Faits divers

TRIBUNAL DE CHALON - En litige avec son père, elle usurpe l'identité d'un avocat

« Lorsqu’on est avocat, on doit obéir à certaines règles de déontologie, et respecter les principes qui encadrent la relation de confiance avec nos clients, mais rien ne vient encadrer la relation en sens inverse, du client vis-à-vis de l’avocat, si ce n’est le cadre pénal », plaide Maître Mathilde Leray Saint-Arroman pour son confrère. Une certaine madame J. X a enfreint ce cadre en juin 2014 : son père lui demandait des comptes, inquiété en tant que caution (pour elle), par des créanciers.

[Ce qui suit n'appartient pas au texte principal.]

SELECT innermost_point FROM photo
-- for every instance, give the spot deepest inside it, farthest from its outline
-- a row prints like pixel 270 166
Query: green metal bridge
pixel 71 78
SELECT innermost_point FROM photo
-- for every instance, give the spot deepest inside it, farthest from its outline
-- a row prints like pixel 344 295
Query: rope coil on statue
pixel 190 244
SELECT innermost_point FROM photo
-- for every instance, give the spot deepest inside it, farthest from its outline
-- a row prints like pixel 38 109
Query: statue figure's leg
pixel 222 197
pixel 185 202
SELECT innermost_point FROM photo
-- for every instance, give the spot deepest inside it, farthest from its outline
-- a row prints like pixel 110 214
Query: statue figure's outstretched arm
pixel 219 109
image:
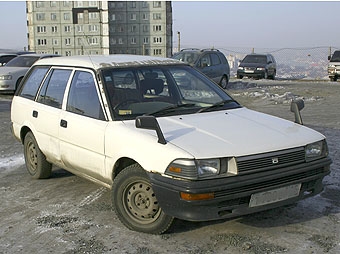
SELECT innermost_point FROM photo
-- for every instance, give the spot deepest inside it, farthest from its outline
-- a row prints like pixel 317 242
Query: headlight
pixel 5 77
pixel 194 169
pixel 316 150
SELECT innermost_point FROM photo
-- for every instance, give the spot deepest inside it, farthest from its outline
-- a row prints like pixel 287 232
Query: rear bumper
pixel 232 195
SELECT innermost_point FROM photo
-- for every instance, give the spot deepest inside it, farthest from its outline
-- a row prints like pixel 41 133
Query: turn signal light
pixel 195 197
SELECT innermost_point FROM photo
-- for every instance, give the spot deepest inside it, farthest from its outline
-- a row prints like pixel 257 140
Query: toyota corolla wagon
pixel 167 141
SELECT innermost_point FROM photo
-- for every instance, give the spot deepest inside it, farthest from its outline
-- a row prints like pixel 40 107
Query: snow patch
pixel 12 162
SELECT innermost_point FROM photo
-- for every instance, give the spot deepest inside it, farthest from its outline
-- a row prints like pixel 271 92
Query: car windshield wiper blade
pixel 217 105
pixel 172 108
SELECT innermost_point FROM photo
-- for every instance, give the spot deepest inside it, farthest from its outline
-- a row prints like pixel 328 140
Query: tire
pixel 37 165
pixel 224 82
pixel 265 75
pixel 135 202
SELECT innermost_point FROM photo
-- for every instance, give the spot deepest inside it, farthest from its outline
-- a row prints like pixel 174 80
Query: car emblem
pixel 275 160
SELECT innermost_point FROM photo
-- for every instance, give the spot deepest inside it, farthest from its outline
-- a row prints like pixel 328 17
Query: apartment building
pixel 100 27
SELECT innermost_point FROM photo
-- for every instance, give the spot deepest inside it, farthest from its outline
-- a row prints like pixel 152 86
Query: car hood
pixel 252 65
pixel 234 132
pixel 11 70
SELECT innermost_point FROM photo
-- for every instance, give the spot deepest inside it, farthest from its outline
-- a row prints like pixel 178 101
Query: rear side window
pixel 32 82
pixel 83 97
pixel 215 59
pixel 52 91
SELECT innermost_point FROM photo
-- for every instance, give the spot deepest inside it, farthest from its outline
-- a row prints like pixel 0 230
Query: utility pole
pixel 179 41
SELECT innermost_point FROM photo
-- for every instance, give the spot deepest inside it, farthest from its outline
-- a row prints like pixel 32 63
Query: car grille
pixel 270 161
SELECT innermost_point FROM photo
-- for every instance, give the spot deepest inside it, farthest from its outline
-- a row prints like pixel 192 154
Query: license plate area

Et que fait-elle ? Elle crée une boîte mail au nom de son avocat, maître Diry, et sous cette identité écrit à son père. 

Elle est poursuivie pour « altération frauduleuse de la vérité dans un écrit » et « usage de faux en écriture ». La présidente lit les deux mails et ne retient qu’avec peine son hilarité. Il faut dire que la vérité a subi les outrages de l’altération tant sur le fond que sur la forme.
Sur le fond, évidemment, puisque la jeune femme prend position dans un conflit qui l’oppose à son père, annonçant des actes non conformes aux procédures, et puis sur la forme, faisant dire à Benoît Diry, avec plein de fautes d’orthographe, une ponctuation évanescente, et une syntaxe hyper décontractée : « il faut patienter, vous inquiétez pas », « il faut soutenir votre fille, elle prend sur elle, elle n’est pas superwoman », ou encore « j’ai l’impression qu’elle ne tiendra pas le coup », et, last but not least, « vous pouvez m’écrire, je réponds toujours ». Même du côté du ministère public on contient les flammèches de joie qui dansent dans les prunelles, pour être franc tout le monde a envie de rire tant le plagiat est raté mais du coup irrésistiblement drôle, sauf pour le père qui se pointe chez l’avocat et lui tend les mails en disant : « je ne crois pas que cela vienne de vous ». Maître Diry porte plainte, et demandait aujourd’hui 17 novembre, 1 euro symbolique de dommages et intérêts. 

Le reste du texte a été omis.